Today’s graduates are leaving institutions that have been transformed in recent years from forums for lively debate to forums that over-protect and under-discuss their charges.
Take the claim that students at the University of Greenwich who read Dracula were given a “trigger warning” that the masterpiece contained “descriptions of spiders as well as other insects.”
Students at the University of Oxford studying Chaucer’s Canterbury Tales were told that the 600-year-old text may contain ‘racist and misogynistic views’. These young bookworms, believed to be among the smartest in the country, were urged to seek support if the substance bothered them.
Students are also increasingly protected from learning about controversial viewpoints. Last year, the University of Edinburgh canceled the screening of a film that claimed women are defined by biological sex after trans rights activists protested.
This is just one of numerous examples the Mail has reported of universities appeasing activists in a bid to avoid offence. As a result, new graduates are imbued with so-called “safetyism”: the idea that nothing should upset them.
It’s no wonder that when it comes to constructive criticism from managers or difficult conversations with colleagues, many simply lack the emotional resilience to deal with it. The same ‘safetyism’ also means that sadness and discomfort – unavoidable parts of the human condition – are becoming increasingly medicalized.

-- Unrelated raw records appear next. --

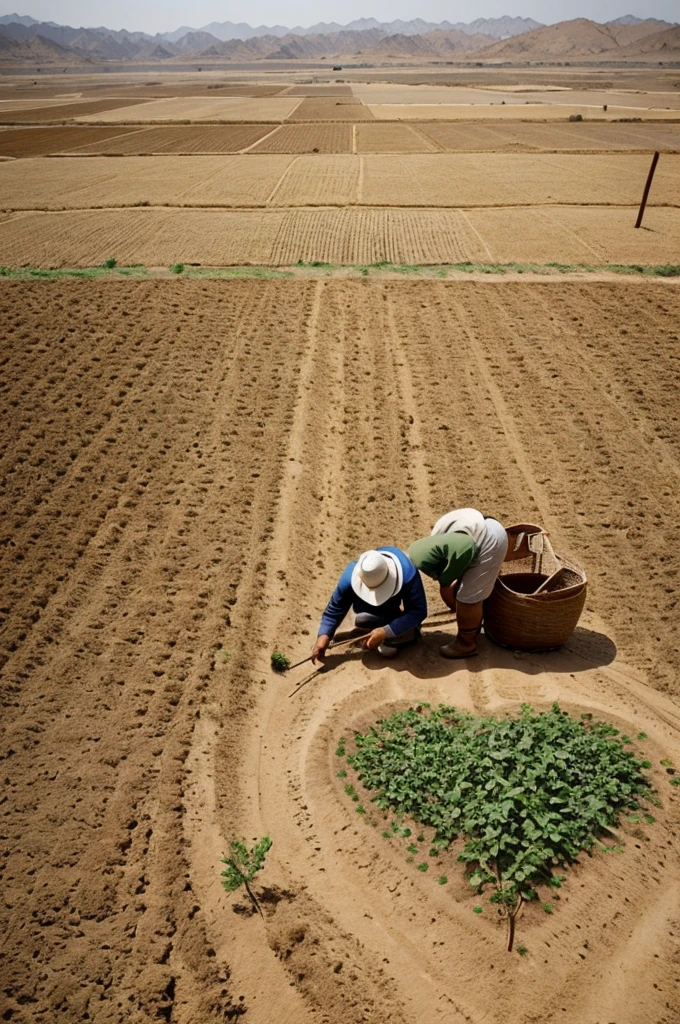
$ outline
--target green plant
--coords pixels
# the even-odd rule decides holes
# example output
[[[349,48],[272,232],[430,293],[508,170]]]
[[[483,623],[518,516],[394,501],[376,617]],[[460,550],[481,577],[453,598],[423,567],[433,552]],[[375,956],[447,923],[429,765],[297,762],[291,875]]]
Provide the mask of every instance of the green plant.
[[[281,651],[272,651],[271,663],[275,672],[287,672],[290,668],[290,658],[287,658],[285,654],[281,654]]]
[[[272,841],[269,836],[264,836],[250,850],[245,843],[238,839],[232,839],[229,844],[231,856],[222,858],[222,863],[227,865],[226,871],[221,873],[224,879],[223,887],[227,892],[235,892],[242,885],[245,886],[250,902],[260,914],[262,914],[262,908],[250,888],[250,883],[257,872],[264,867],[265,858],[271,847]]]
[[[171,274],[183,274],[184,273],[184,264],[183,263],[173,263],[173,265],[170,267],[170,273]]]
[[[421,704],[356,733],[355,744],[348,763],[378,807],[434,828],[437,852],[460,840],[470,885],[491,886],[507,915],[509,949],[521,903],[541,886],[559,888],[565,879],[553,870],[582,850],[617,852],[598,836],[654,796],[649,762],[625,749],[617,729],[557,704],[539,713],[523,705],[516,718]]]
[[[520,943],[519,946],[517,947],[517,952],[519,953],[520,956],[527,956],[528,953],[529,953],[529,950],[524,945],[524,943]]]
[[[109,256],[108,260],[104,260],[104,266],[106,267],[107,270],[113,270],[117,262],[118,261],[115,260],[113,256]]]

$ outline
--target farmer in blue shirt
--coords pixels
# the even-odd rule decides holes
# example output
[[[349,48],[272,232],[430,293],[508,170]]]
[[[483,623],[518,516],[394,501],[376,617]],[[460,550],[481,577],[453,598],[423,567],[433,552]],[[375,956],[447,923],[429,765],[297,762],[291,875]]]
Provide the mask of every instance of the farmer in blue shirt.
[[[408,555],[398,548],[364,551],[343,572],[321,617],[312,661],[323,661],[326,648],[347,612],[354,622],[370,629],[364,641],[383,658],[393,658],[398,648],[415,640],[427,616],[427,600],[420,573]]]

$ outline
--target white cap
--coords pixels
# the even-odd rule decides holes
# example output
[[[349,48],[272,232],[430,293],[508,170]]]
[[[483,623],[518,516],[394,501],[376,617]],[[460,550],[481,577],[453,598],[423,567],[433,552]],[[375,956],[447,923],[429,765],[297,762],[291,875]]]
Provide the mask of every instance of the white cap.
[[[401,562],[389,551],[364,551],[352,570],[352,590],[367,604],[376,606],[398,594],[403,581]]]

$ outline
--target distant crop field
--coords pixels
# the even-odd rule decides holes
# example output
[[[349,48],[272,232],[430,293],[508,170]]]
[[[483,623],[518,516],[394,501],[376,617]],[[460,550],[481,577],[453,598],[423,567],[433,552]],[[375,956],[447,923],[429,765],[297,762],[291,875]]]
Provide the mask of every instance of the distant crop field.
[[[94,144],[106,148],[111,139],[122,139],[135,128],[8,128],[0,131],[0,156],[31,157],[47,153],[66,153]]]
[[[361,100],[350,98],[304,99],[290,121],[372,121],[373,114]]]
[[[92,118],[97,115],[97,120],[106,120],[106,112],[115,110],[122,104],[126,107],[138,106],[144,103],[142,99],[108,99],[108,100],[74,100],[72,103],[59,103],[38,108],[30,107],[21,110],[5,111],[0,105],[0,124],[35,124],[44,121],[71,121],[77,118]],[[132,111],[129,112],[132,117]],[[113,119],[115,120],[115,118]]]
[[[680,125],[573,124],[422,124],[420,131],[450,153],[535,152],[680,152]]]
[[[351,124],[284,124],[253,153],[351,153]]]
[[[92,129],[96,130],[96,129]],[[167,128],[128,129],[129,134],[121,134],[121,129],[99,129],[109,131],[113,137],[94,140],[92,144],[82,146],[78,152],[85,154],[97,153],[112,155],[148,155],[148,154],[193,154],[238,153],[271,131],[270,125],[255,124],[224,124],[224,125],[176,125]],[[116,132],[118,134],[116,134]]]
[[[634,207],[639,203],[648,168],[649,157],[642,154],[65,157],[3,163],[0,208],[268,204]],[[678,204],[680,156],[664,154],[650,205]]]
[[[98,121],[285,121],[300,104],[299,97],[246,96],[178,97],[173,99],[126,100],[117,107],[102,108]],[[304,101],[303,101],[304,102]],[[131,103],[143,104],[137,110]],[[83,111],[89,114],[90,111]]]
[[[434,153],[437,145],[415,126],[406,124],[358,124],[357,153]]]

I know people my age who claim to be ‘clinically depressed’ after a breakup. Others, nervous about an important exam, have announced that they suffer from an “anxiety disorder.”
Although exams are stressful and breakups are unpleasant, the fact is that they are normal, even character-building events. Too many people have strayed far from the old adage, “What doesn’t kill you makes you stronger.” The motto of this generation could be: ‘What doesn’t kill you makes you weaker.’
As Peter Ruppert’s extraordinary video shows, social media is making all of this worse and worse. The average Gen Zer has had a smartphone since he or she was 13.
And in a space where ‘sharing’ is everything – which can of course be a source of support for those suffering – you don’t have to look far on TikTok to find influencers sharing their ‘menty-b’ (slang for ‘nervous breakdown’) or their ‘bed rot days’ – which they spent under their duvets for the sake of their sanity.
While millennials once worshiped the “hustler” mentality, two years ago the trend of “quiet quits” emerged on social media: doing the bare minimum at work to avoid getting fired.
The hashtag ‘trade according to your wages’ (which means that your efforts should not correspond more or less to your wages) has been viewed 180 million times. Then there’s the “lazy girl job” hashtag, under which Gen Zers brag about their low-stress, low-effort roles.
Some may wonder if it’s any wonder that so many young people can barely be bothered to work, given today’s stagnant wages, inadequate public services and sky-high rents. But leaving society is not the solution – not least because of the economic impact.
If Generation Z doesn’t return to the workplace – soon – they may find things will get much worse.